Today, Russ's Market has stores in Lincoln and Hastings, and one in Glenwood, Iowa. Russ's son, Pat Raybould, serves as president of the company. The company has been recognized by the Nebraska Department of Economic Development for its work to promote the use of reusable shopping bags. In addition to operating the Russ's Market stores, B&R Stores, Inc. operates ten Super Saver stores in Nebraska and western Iowa, Save Best in Lincoln and the Grand Central Apple Market in Kearney, Nebraska.

==B&R Stores==

B&R Stores, Inc. is a supermarket operator that currently operates stores across Nebraska, Iowa, and Missouri. As of 2024, there are 35 stores across 8 banners.

===History===
The company was founded in 1964, the same year as Russ's Markets, by the same two founders, Russ Raybould and Clayton Burnett.

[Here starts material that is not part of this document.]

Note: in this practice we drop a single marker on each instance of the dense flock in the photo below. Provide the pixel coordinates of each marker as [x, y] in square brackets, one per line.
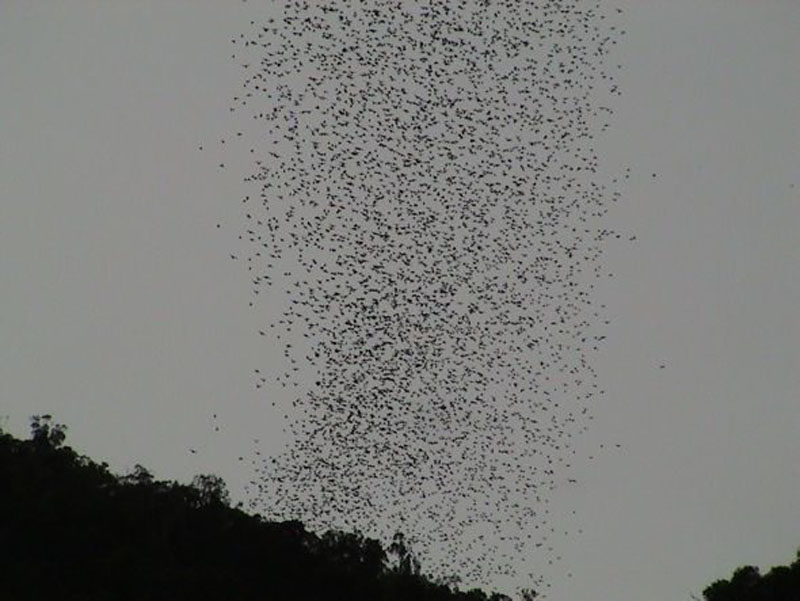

Under Raybould's direction, B&R Stores, Inc. grew significantly. Expansion occurred both through acquisitions and the development of new stores. Growth began in 1979 with the opening of a new 25000 sqft Russ's Market at 66th and O Streets in Lincoln. Two years later the company acquired an existing store in southeast Lincoln at 33rd Street and Nebraska Parkway.

The company expanded into Hastings, Nebraska, by acquiring a store in 1984. In 1995, three Food-4-Less stores in Lincoln were acquired, becoming the company's fifth, sixth, and seventh Russ's Market stores. In 2001, B&R Stores, Inc. built a new Russ's Market at Coddington and West A Streets in Lincoln. In 2008, B&R Stores acquired the Grand Central Apple Market in Kearney.

On May 22, 2017 it was announced that B&R Stores, Inc. will acquire the Lovegrove's Grocery in Waverly, Nebraska. The store will be rebranded as a Russ's Market Express. In 2020, B&R Stores acquired Allen's in Hastings.

In 2022, B&R Stores acquired C&R Markets, a 10-store chain in Missouri. In 2023, B&R Stores acquired Mason’s Market in Minden.